When dropping his teenage daughter off at her ex's lavish property, Dino (Bentivoglio) falls in love with the expansive grounds, the swimming pool, the tennis court and the detached coolness of its owner, businessman Giovanni (Gifuni). Dino sacrifices his business, putting his house up as collateral, to pull together the cash for one of Giovanni's investment opportunities. Meanwhile, ignored by her distracted and aloof husband, Giovanni's trophy wife Carla (Bruni Tedeschi) looks to open a theatre in the city and contemplates an affair, while Dino's daughter Serena (Gioli) flirts with a local boy with a troubled past.

These stories entwine, overlap and double back on each other as Virzi's adaptation of Stephen Amidom's novel works its way up to the answer to the question asked in the opening sequence: which one of these characters knocked down the cyclist in a hit-and-run incident on a dark country road?
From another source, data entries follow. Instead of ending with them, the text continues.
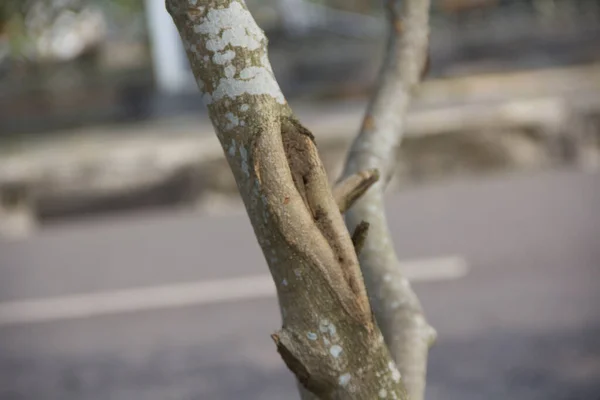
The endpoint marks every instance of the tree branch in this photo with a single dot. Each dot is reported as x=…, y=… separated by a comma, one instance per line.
x=329, y=338
x=397, y=310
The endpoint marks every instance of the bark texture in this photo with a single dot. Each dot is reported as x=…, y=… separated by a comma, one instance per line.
x=329, y=337
x=396, y=307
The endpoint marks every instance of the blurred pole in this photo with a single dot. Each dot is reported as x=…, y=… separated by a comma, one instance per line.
x=171, y=69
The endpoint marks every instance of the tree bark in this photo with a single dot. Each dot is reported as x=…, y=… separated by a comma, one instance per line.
x=329, y=338
x=395, y=305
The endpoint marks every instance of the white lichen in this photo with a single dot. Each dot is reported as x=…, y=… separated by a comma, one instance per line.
x=244, y=157
x=231, y=150
x=335, y=350
x=231, y=26
x=324, y=325
x=252, y=81
x=207, y=98
x=344, y=379
x=224, y=57
x=394, y=371
x=234, y=27
x=229, y=71
x=332, y=329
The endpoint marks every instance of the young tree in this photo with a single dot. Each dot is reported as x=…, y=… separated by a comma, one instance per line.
x=333, y=320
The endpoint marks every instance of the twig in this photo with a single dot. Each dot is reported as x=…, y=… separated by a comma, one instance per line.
x=351, y=188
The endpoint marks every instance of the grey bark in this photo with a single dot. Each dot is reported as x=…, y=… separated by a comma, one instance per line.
x=395, y=305
x=329, y=338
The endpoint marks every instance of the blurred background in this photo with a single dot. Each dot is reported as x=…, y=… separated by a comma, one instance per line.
x=129, y=270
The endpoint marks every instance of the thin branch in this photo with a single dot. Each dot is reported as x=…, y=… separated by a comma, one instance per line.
x=396, y=307
x=359, y=236
x=329, y=338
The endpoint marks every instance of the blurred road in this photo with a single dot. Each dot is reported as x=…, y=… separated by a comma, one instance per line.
x=523, y=323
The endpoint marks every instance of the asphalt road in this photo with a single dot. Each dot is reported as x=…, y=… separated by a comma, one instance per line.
x=523, y=323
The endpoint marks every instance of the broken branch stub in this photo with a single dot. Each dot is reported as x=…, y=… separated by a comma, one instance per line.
x=395, y=305
x=329, y=338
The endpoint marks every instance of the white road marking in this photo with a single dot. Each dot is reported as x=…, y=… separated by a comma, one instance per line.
x=186, y=294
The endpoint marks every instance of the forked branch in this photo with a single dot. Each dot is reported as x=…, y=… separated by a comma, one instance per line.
x=329, y=338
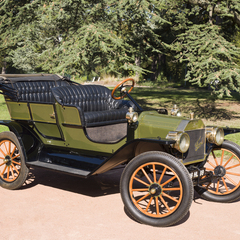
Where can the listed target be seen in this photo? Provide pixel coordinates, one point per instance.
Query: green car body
(55, 133)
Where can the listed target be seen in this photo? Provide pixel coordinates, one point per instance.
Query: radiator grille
(197, 145)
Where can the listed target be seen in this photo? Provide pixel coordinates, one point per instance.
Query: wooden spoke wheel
(156, 189)
(13, 171)
(224, 162)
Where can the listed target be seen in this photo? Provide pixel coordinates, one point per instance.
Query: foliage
(211, 59)
(153, 39)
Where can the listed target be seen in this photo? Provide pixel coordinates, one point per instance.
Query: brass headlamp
(215, 135)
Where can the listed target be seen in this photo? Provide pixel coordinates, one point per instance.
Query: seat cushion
(94, 102)
(105, 117)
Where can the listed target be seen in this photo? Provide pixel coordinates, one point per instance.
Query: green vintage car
(86, 130)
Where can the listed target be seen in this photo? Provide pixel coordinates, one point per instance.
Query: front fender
(129, 151)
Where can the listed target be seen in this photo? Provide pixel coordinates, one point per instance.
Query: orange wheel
(122, 85)
(156, 189)
(13, 171)
(224, 162)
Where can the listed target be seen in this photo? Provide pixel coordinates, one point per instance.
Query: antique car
(86, 130)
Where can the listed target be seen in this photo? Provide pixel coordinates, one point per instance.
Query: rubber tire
(18, 182)
(179, 169)
(231, 146)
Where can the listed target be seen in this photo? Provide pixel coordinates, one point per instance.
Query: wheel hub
(219, 171)
(155, 190)
(8, 160)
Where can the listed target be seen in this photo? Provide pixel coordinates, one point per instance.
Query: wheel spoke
(164, 203)
(211, 164)
(171, 189)
(139, 180)
(142, 198)
(209, 169)
(11, 169)
(146, 175)
(16, 156)
(4, 154)
(18, 163)
(228, 161)
(215, 159)
(154, 173)
(222, 158)
(3, 171)
(169, 180)
(149, 203)
(170, 197)
(230, 180)
(8, 173)
(139, 190)
(157, 205)
(2, 164)
(161, 177)
(231, 173)
(225, 185)
(13, 150)
(233, 166)
(9, 152)
(217, 189)
(15, 169)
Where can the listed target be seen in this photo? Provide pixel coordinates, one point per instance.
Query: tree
(204, 41)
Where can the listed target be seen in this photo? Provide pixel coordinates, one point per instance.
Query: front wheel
(224, 163)
(13, 170)
(156, 189)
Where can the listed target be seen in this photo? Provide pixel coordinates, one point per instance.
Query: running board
(59, 168)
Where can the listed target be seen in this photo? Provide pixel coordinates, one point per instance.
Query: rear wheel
(224, 162)
(156, 189)
(13, 170)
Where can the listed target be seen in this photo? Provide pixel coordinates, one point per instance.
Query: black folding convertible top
(31, 87)
(6, 78)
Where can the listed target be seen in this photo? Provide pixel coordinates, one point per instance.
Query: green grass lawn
(219, 113)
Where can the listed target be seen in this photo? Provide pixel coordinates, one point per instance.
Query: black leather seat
(36, 91)
(95, 104)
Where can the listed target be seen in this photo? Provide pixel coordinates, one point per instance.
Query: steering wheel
(121, 85)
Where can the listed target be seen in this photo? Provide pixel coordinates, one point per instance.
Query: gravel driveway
(58, 206)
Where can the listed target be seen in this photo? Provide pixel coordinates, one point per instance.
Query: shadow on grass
(208, 109)
(188, 101)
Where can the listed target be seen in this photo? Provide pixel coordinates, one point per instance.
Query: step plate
(59, 168)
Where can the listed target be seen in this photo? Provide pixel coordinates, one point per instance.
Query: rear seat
(95, 104)
(36, 91)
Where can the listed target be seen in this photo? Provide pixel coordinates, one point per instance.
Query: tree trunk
(138, 63)
(4, 67)
(153, 69)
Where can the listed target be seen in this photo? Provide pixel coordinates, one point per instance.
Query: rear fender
(28, 140)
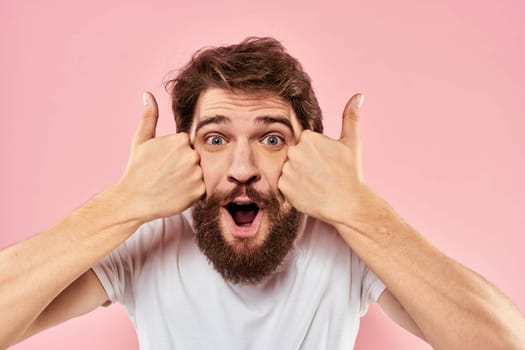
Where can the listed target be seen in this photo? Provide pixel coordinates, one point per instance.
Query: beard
(245, 260)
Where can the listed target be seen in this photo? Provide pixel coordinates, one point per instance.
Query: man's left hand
(322, 177)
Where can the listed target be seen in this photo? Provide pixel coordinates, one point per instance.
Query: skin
(427, 293)
(252, 150)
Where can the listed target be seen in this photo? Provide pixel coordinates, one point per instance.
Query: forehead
(242, 106)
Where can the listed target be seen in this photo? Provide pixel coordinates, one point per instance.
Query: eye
(272, 140)
(215, 140)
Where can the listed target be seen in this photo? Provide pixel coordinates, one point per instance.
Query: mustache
(267, 199)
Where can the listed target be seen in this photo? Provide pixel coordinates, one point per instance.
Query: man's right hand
(163, 176)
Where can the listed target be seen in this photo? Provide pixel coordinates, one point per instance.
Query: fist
(322, 177)
(163, 176)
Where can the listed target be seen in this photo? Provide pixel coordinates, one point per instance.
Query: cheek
(271, 168)
(211, 173)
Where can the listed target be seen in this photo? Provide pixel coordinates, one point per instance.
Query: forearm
(33, 272)
(454, 307)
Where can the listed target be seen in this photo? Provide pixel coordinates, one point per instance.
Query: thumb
(148, 122)
(349, 130)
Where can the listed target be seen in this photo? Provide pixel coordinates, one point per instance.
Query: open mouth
(243, 214)
(243, 219)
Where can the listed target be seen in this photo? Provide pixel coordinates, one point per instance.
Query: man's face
(244, 226)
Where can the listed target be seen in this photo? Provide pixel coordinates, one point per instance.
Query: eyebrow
(221, 119)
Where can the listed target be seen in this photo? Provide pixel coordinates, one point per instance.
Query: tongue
(244, 216)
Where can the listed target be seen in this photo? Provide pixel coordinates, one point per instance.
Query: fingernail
(359, 100)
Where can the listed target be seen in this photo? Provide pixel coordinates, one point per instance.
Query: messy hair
(256, 65)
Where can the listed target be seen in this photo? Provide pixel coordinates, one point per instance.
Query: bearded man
(248, 229)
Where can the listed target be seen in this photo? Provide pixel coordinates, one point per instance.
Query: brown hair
(258, 65)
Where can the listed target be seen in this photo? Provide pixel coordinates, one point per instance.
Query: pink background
(442, 126)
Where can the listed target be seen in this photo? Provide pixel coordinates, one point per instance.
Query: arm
(452, 306)
(163, 177)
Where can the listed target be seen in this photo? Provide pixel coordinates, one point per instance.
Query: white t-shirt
(176, 299)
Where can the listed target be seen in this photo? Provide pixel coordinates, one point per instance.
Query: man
(254, 230)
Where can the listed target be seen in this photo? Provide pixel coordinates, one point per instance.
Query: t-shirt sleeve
(118, 270)
(371, 289)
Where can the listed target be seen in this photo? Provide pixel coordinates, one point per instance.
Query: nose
(243, 169)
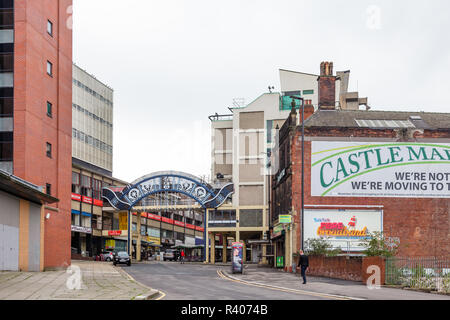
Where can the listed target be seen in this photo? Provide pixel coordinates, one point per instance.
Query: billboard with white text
(362, 169)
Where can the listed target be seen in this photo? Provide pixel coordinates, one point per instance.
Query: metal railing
(431, 273)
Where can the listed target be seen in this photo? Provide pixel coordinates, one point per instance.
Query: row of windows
(77, 134)
(6, 82)
(87, 186)
(94, 93)
(90, 114)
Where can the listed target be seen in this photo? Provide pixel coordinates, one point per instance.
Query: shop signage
(168, 182)
(285, 219)
(87, 200)
(167, 220)
(153, 216)
(110, 244)
(153, 240)
(190, 226)
(179, 223)
(342, 228)
(76, 197)
(81, 229)
(277, 230)
(359, 169)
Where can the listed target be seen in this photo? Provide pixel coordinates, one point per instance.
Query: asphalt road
(206, 282)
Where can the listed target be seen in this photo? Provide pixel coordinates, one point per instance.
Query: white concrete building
(242, 144)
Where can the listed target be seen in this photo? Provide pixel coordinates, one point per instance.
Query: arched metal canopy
(168, 181)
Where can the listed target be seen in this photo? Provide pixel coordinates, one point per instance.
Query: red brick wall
(373, 261)
(346, 268)
(32, 128)
(421, 224)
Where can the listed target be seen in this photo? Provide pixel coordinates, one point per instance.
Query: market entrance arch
(165, 192)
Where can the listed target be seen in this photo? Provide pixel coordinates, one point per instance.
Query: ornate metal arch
(168, 181)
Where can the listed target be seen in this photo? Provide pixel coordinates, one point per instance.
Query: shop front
(278, 237)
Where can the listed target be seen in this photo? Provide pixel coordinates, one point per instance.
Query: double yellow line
(310, 293)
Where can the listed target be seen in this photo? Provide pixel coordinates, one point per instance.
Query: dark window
(49, 109)
(6, 151)
(49, 150)
(76, 182)
(49, 68)
(86, 188)
(6, 62)
(50, 28)
(6, 19)
(6, 107)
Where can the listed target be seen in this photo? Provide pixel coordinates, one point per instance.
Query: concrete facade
(42, 141)
(242, 145)
(92, 120)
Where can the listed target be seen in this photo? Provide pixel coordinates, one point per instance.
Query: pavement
(83, 280)
(280, 280)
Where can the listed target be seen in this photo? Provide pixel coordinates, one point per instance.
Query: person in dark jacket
(303, 263)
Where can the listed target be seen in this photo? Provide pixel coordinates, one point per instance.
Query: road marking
(310, 293)
(163, 294)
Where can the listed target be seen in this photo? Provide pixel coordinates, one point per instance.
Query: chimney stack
(327, 87)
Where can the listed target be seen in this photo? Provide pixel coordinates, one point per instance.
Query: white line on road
(317, 294)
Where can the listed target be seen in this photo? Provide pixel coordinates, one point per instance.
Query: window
(50, 28)
(97, 189)
(49, 68)
(76, 182)
(75, 219)
(49, 109)
(6, 62)
(6, 146)
(86, 189)
(49, 150)
(6, 107)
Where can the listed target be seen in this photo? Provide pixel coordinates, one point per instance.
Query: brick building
(365, 171)
(35, 109)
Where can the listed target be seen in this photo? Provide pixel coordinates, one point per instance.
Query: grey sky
(173, 63)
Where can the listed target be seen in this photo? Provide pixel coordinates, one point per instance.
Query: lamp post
(303, 167)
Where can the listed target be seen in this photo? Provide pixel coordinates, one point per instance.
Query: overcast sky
(174, 63)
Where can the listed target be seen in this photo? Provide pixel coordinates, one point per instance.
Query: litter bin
(280, 262)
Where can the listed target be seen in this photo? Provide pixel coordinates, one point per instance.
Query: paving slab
(85, 280)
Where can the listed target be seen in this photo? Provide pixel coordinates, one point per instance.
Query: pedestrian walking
(303, 263)
(182, 257)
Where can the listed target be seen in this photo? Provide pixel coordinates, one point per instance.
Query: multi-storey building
(35, 112)
(364, 172)
(242, 144)
(92, 140)
(92, 122)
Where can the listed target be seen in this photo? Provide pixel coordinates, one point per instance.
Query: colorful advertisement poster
(345, 229)
(237, 263)
(123, 220)
(368, 169)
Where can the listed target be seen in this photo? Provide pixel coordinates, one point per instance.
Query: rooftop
(379, 119)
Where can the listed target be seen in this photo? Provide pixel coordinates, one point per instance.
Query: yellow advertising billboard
(123, 221)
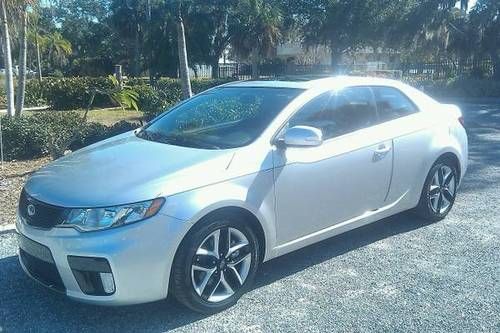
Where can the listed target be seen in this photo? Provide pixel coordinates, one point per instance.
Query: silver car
(192, 203)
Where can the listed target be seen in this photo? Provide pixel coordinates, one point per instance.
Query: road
(398, 274)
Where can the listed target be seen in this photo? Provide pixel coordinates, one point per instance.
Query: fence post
(119, 74)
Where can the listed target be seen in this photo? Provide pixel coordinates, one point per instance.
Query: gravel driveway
(399, 274)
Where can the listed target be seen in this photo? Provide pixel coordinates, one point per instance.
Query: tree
(23, 49)
(257, 30)
(208, 31)
(485, 18)
(183, 61)
(9, 75)
(343, 25)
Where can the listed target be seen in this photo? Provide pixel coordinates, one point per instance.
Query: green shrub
(458, 87)
(22, 138)
(166, 93)
(152, 101)
(53, 132)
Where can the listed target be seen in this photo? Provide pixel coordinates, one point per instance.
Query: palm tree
(9, 75)
(257, 31)
(14, 8)
(23, 46)
(183, 62)
(57, 47)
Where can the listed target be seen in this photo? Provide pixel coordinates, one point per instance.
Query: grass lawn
(107, 116)
(112, 115)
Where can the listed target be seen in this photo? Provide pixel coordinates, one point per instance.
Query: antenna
(1, 144)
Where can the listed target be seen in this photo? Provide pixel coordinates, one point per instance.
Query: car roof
(310, 82)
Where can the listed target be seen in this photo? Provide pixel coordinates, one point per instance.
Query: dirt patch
(12, 178)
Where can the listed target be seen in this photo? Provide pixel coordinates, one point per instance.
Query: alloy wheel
(221, 264)
(442, 189)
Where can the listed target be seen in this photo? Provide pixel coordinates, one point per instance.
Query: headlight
(102, 218)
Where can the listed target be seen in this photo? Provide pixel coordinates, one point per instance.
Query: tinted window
(392, 104)
(336, 114)
(353, 109)
(221, 118)
(313, 113)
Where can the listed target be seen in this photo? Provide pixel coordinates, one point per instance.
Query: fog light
(93, 275)
(108, 283)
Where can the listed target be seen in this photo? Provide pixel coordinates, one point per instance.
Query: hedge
(458, 88)
(67, 93)
(73, 93)
(42, 133)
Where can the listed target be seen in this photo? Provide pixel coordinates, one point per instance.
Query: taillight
(461, 121)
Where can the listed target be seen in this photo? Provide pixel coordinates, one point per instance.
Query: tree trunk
(335, 55)
(23, 46)
(38, 59)
(495, 60)
(255, 64)
(9, 76)
(183, 62)
(136, 58)
(215, 68)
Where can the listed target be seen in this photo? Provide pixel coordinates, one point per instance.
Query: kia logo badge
(31, 210)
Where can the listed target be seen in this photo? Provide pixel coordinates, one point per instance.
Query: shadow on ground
(26, 305)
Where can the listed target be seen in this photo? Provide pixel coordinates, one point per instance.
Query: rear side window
(392, 104)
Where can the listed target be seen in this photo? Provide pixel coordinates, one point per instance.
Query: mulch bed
(12, 178)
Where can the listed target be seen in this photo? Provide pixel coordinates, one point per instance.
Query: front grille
(39, 214)
(44, 271)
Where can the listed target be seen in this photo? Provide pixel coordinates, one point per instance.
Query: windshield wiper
(176, 140)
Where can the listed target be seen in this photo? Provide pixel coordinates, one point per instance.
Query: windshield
(221, 118)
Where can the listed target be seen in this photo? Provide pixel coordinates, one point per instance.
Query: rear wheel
(215, 264)
(439, 192)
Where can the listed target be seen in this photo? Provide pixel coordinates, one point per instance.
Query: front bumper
(139, 255)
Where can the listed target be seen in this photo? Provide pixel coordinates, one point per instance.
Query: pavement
(400, 274)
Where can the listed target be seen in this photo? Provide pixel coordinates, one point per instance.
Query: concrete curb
(7, 228)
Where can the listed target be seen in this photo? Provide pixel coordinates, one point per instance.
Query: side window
(312, 113)
(392, 104)
(346, 111)
(352, 109)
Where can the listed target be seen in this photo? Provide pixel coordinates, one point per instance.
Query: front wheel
(439, 192)
(215, 264)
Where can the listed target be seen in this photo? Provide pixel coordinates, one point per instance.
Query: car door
(400, 119)
(346, 176)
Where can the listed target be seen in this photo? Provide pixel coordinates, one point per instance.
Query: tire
(207, 282)
(439, 191)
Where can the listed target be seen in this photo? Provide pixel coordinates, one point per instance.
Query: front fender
(254, 193)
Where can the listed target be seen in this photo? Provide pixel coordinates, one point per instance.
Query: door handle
(382, 150)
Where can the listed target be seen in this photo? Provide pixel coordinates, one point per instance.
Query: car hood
(126, 169)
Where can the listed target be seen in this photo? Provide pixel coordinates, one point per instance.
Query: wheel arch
(452, 158)
(247, 215)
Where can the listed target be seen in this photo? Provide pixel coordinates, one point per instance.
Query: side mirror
(302, 136)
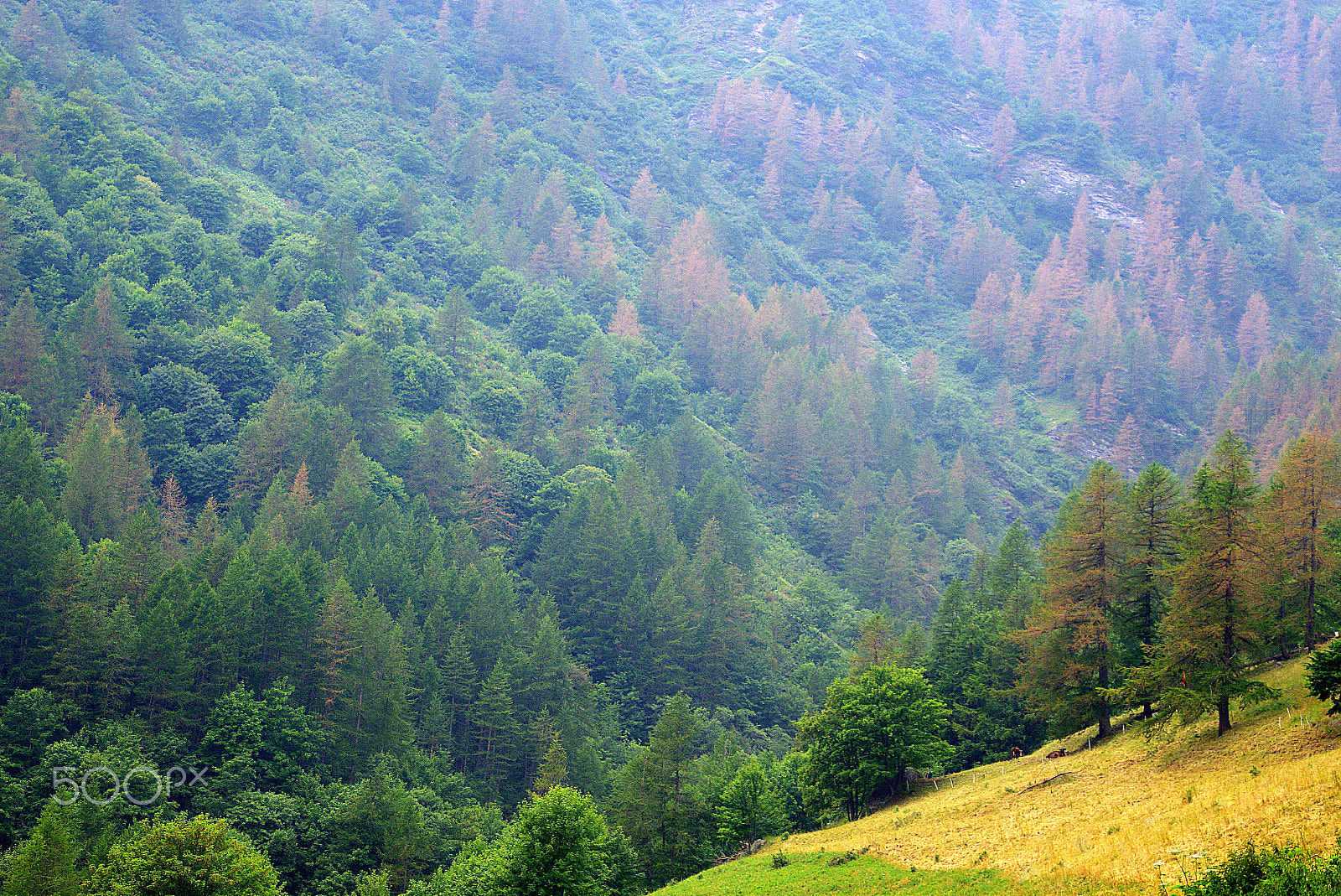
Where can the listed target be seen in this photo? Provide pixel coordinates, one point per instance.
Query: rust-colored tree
(1305, 498)
(1069, 650)
(1254, 337)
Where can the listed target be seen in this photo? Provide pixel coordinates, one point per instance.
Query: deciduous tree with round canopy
(873, 728)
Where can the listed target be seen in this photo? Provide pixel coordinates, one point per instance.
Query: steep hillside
(1131, 809)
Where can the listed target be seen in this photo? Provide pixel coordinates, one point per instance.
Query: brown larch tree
(1305, 498)
(1069, 650)
(1254, 337)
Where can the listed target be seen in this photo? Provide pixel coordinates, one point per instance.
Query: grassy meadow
(811, 875)
(1126, 816)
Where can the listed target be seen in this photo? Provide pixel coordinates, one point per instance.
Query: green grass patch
(811, 875)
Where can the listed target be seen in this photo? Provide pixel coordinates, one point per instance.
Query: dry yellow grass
(1126, 804)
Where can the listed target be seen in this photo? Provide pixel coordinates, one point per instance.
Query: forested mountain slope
(404, 404)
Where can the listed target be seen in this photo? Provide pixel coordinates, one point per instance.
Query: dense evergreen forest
(435, 422)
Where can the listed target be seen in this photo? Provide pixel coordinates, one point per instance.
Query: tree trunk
(1105, 722)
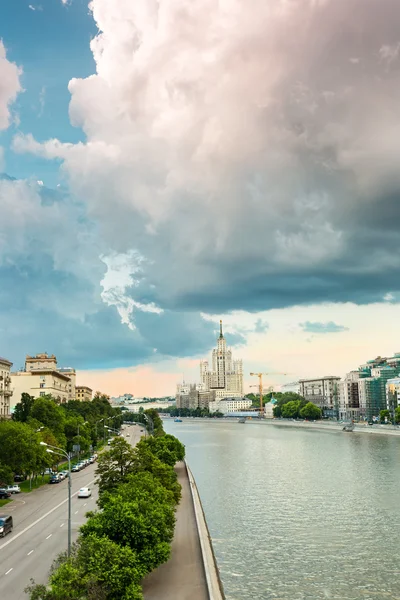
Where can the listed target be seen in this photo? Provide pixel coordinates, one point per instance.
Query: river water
(298, 513)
Each story has a different perspective on the accident and each character has a reason to cover it up, with Virzi delighting in throwing up red herrings.

In the rush around, however, the story forgets about the cyclist as it explores the lives of those concerned, and their stories succumb to some convenient coincidences. If only the characters were interesting but Gifuni's businessman is your typical richie with the expected air of entitlement, Bentivoglio's social climber is just spineless, and it's too difficult to care what Matilde Gioli is up to.

What keeps things afloat is Valeria Bruni Tedeschi. Displaying a quiet desperation and sadness while struggling hard to keep polite and smiling, as a woman of her standing is supposed to, Bruni Tedeschi is magical. At one point she manages to squeeze all this inner turmoil into a question about biscuits. It's her story that engages the most, the only one that could possibly be expanded to a full feature. Bruni Tedeschi is perfect and there isn't nearly enough of her.

Human Capital might keep one guessing with regards to the Whodunnit and there is a real momentum, and a creeping dread, to the proceedings but bar Bruni Tedeschi's middle-aged depressed trophy wife the characters are too bland to involve.